BUGFIX: Remove hard-coded time dimension in resample_in_time.py. Pr…

…eviously, we used `TIME_DIM.value` in some places, and `time` in others. PiperOrigin-RevId: 628121008
google-research · Apr 25, 2024 · 1d3cb4d · 1d3cb4d
1 parent c6c4a1a
commit 1d3cb4d
Show file tree

Hide file tree

Showing 2 changed files with 165 additions and 11 deletions.
diff --git a/scripts/resample_in_time.py b/scripts/resample_in_time.py
@@ -221,7 +221,7 @@ def resample_in_time_chunk(
 
 
 def resample_in_time_core(
-    chunk: xr.Dataset,
+    chunk: t.Union[xr.Dataset, xr.DataArray],
     method: str,
     period: pd.Timedelta,
     statistic: str,
@@ -272,13 +272,13 @@ def main(argv: abc.Sequence[str]) -> None:
   if METHOD.value == 'resample':
     rsmp_times = resample_in_time_core(
         # All stats will give the same times, so use 'mean' arbitrarily.
-        ds.time,
+        ds[TIME_DIM.value],
         METHOD.value,
         period,
         statistic='mean',
-    ).time
+    )[TIME_DIM.value]
   else:
-    rsmp_times = ds.time
+    rsmp_times = ds[TIME_DIM.value]
   assert isinstance(ds, xr.Dataset)  # To satisfy pytype.
   rsmp_template = (
       xbeam.make_template(ds)
@@ -306,7 +306,7 @@ def main(argv: abc.Sequence[str]) -> None:
   working_chunks.update(WORKING_CHUNKS.value)
   if TIME_DIM.value in working_chunks:
     raise ValueError('cannot include time working chunks')
-  working_chunks[TIME_DIM.value] = len(ds.time)
+  working_chunks[TIME_DIM.value] = len(ds[TIME_DIM.value])
   output_chunks = input_chunks.copy()
   output_chunks[TIME_DIM.value] = min(
       len(rsmp_times), output_chunks[TIME_DIM.value]

diff --git a/scripts/resample_in_time_test.py b/scripts/resample_in_time_test.py
@@ -91,7 +91,7 @@ def test_demonstrating_returned_times_for_resample(self):
           testcase_name='Resample_NoSuffix_5d',
           method='resample',
           add_mean_suffix=False,
-          period='1d',
+          period='5d',
       ),
       dict(
           testcase_name='Resample_YesSuffix_1w',
@@ -124,7 +124,10 @@ def test_demonstrating_returned_times_for_resample(self):
           period='1d',
       ),
   )
-  def test_resample(self, method, add_mean_suffix, period):
+  def test_resample_time(self, method, add_mean_suffix, period):
+    # Make sure slice(start, stop, period) doesn't give you a singleton, since
+    # then, for this singleton, the resampled mean/min/max will all be equal,
+    # and the test will fail.
     time_start = '2021-02-01'
     time_stop = '2021-04-01'
     mean_vars = ['temperature', 'geopotential']

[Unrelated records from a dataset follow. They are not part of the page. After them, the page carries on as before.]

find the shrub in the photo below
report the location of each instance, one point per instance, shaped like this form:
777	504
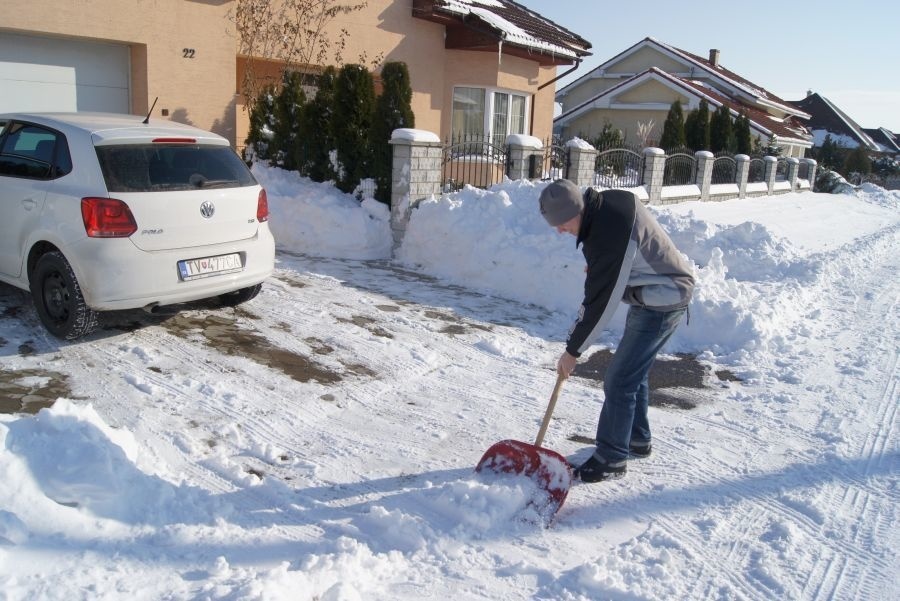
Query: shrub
354	109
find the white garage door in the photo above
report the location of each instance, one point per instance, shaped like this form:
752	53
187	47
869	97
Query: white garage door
54	74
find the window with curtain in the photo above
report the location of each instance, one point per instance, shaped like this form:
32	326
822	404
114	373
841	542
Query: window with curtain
468	112
491	113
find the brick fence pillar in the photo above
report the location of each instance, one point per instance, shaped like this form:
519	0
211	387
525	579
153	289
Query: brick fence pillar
811	173
654	172
793	171
521	150
415	174
582	162
705	160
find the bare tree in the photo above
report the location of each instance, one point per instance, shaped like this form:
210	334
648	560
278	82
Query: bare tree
291	32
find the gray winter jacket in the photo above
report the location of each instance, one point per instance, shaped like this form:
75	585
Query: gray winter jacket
630	258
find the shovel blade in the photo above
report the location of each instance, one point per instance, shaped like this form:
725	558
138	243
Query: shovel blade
548	469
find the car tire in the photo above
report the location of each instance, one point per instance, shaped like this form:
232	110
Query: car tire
58	299
233	299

@@ -159,9 +162,9 @@ def test_resample(self, method, add_mean_suffix, period):
         output_path=output_path,
         method=method,
         period=period,
-        mean_vars='temperature,geopotential',
-        min_vars='temperature,geopotential',
-        max_vars='temperature',
+        mean_vars=','.join(mean_vars),
+        min_vars=','.join(min_vars),
+        max_vars=','.join(max_vars),
         add_mean_suffix=str(add_mean_suffix),
         time_start=time_start,
         time_stop=time_stop,
@@ -182,7 +185,10 @@ def test_resample(self, method, add_mean_suffix, period):
       expected_mean = (
           input_ds.sel(time=slice(time_start, time_stop))

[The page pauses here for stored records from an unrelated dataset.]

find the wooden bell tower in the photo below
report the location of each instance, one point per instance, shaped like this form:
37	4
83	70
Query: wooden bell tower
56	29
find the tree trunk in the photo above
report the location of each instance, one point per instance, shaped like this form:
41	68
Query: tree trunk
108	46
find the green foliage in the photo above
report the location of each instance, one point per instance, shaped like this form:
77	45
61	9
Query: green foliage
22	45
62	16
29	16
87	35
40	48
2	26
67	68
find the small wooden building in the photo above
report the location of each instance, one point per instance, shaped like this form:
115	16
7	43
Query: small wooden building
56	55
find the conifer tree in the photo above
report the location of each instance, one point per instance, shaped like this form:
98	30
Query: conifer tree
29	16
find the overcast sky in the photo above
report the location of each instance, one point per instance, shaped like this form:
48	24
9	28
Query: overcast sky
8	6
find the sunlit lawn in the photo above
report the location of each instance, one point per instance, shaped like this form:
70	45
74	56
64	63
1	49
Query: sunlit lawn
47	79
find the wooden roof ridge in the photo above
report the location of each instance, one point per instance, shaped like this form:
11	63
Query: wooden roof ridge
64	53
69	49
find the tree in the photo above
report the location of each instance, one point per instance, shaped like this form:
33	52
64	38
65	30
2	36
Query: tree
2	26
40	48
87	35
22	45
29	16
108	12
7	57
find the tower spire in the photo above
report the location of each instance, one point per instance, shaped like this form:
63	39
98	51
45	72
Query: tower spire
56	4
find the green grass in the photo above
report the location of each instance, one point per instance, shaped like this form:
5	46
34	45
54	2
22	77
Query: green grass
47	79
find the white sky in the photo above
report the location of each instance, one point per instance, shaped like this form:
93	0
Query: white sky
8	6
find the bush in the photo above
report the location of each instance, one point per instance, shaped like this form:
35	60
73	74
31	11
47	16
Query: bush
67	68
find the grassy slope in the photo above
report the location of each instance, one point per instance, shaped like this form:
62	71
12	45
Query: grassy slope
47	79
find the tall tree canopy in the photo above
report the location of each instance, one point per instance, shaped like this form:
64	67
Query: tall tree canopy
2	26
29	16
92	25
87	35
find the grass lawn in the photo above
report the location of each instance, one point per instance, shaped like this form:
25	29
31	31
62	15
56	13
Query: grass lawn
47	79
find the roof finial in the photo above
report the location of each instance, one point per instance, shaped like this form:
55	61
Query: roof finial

           # input_ds timedelta is 1 day.
-          .rolling(time=pd.to_timedelta(period) // pd.to_timedelta('1d')).mean()
+          .rolling(
+              time=pd.to_timedelta(period)
+              // pd.to_timedelta(input_time_resolution)
+          ).mean()
       )
     else:
       raise ValueError(f'Unhandled {method=}')

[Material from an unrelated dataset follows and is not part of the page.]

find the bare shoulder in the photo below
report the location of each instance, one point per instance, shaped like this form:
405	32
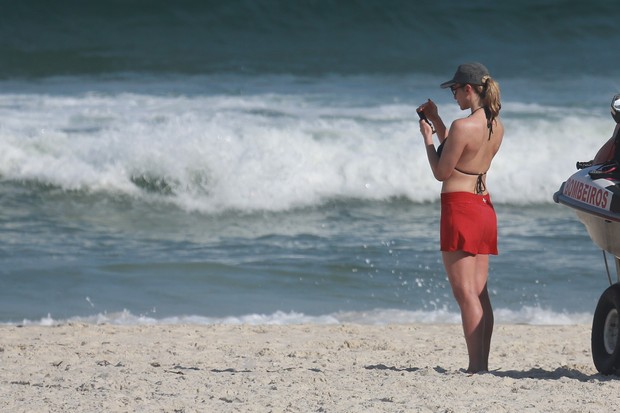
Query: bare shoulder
464	128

@@ -215,6 +221,154 @@ def test_resample(self, method, add_mean_suffix, period):
 
     self.assertCountEqual(expected_varnames, output_ds.data_vars)
 
+  @parameterized.named_parameters(
+      dict(
+          testcase_name='Resample_NoSuffix_5d',
+          method='resample',
+          add_mean_suffix=False,
+          period='5d',
+      ),
+      dict(
+          testcase_name='Resample_YesSuffix_1w',
+          method='resample',
+          add_mean_suffix=True,
+          period='1w',
+      ),
+      dict(
+          testcase_name='Resample_YesSuffix_1d',
+          method='resample',
+          add_mean_suffix=True,
+          period='1d',
+      ),
+      dict(
+          testcase_name='Roll_YesSuffix_1w',
+          method='rolling',
+          add_mean_suffix=True,
+          period='1w',
+      ),
+      dict(
+          testcase_name='Roll_NoSuffix_30d',
+          method='rolling',
+          add_mean_suffix=False,
+          period='30d',
+      ),
+      dict(
+          testcase_name='Roll_YesSuffix_1d',
+          method='rolling',
+          add_mean_suffix=True,
+          period='1d',
+      ),
+  )
+  def test_resample_prediction_timedelta(self, method, add_mean_suffix, period):
+    # Make sure slice(start, stop, period) doesn't give you a singleton, since
+    # then, for this singleton, the resampled mean/min/max will all be equal,
+    # and the test will fail.
+    timedelta_start = '0 day'
+    timedelta_stop = '9 days'
+    mean_vars = ['temperature', 'geopotential']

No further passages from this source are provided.